Autor: Denis Pacheco – Sábado, 12 de março de 2022

Desde 24 de fevereiro, o mundo assiste atônito ao conflito entre a Rússia, uma das maiores potências do planeta, e a Ucrânia, segundo maior país da Europa que, 30 anos atrás, declarou independência da antiga União Soviética. Embora confrontos dessa natureza infelizmente não sejam novidade, alguns dos grandes nomes envolvidos na guerra entre territórios seculares não possuem mais do que alguns anos de existência.

No dia 6 de março, a plataforma TikTok, lançada na China em 2016, anunciou para o mundo a suspensão de publicações em vídeo na Rússia. A ação foi motivada por uma lei recente que prevê até 15 anos de prisão para os que divulgarem o que o governo russo considerar fake news sobre a guerra na Ucrânia. Não por acaso, o Facebook e o Twitter também foram bloqueados na Rússia, após dias de limitação de acesso.

Ainda que o timing seja conveniente, a censura russa ao aplicativo — o TikTok está disponível em mais de 150 países e 75 idiomas — não surgiu como uma causalidade da guerra, mas como o resultado de ações premeditadas.
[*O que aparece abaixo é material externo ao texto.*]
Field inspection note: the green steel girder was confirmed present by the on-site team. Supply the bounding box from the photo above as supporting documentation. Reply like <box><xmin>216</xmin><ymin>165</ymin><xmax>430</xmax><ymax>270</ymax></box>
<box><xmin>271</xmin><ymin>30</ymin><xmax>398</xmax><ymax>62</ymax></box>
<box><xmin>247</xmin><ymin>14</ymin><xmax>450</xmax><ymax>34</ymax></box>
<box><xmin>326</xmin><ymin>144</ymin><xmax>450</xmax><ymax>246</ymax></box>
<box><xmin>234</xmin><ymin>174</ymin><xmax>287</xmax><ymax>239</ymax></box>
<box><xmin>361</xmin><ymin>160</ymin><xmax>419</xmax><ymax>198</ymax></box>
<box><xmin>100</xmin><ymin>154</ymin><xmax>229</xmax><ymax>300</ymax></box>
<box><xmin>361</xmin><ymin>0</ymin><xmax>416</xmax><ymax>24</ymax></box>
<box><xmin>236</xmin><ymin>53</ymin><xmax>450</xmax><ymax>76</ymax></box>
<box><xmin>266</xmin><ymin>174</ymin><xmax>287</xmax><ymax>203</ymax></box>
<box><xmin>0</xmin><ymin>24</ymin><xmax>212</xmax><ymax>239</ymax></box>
Antes da invasão, em 16 de fevereiro, as autoridades russas haviam alertado os gigantes Google, Meta, Apple, Twitter e o próprio TikTok que teriam até o final do mês para cumprir uma nova lei que exige que eles criem pessoas jurídicas no país.

O objetivo da chamada “lei de desembarque” era facilitar a censura do governo russo na internet, cujo potencial tanto para derrubar, quanto para preservar democracias tem sido alvo de especulação desde a ascensão das primeiras redes sociais.

Para o professor de pós-graduação no Insper e colunista da Rádio USP Carlos Eduardo Lins da Silva, o receio russo do potencial de redes como o TikTok não é surpresa. Na mídia internacional, o combate com a Ucrânia tem sido apelidado de “Guerra do TikTok”. A alcunha foi motivada pela quantidade maciça de vídeos distribuídos pela rede cobrindo diversas facetas do conflito, em especial, propagandeando o lado invadido pelos russos.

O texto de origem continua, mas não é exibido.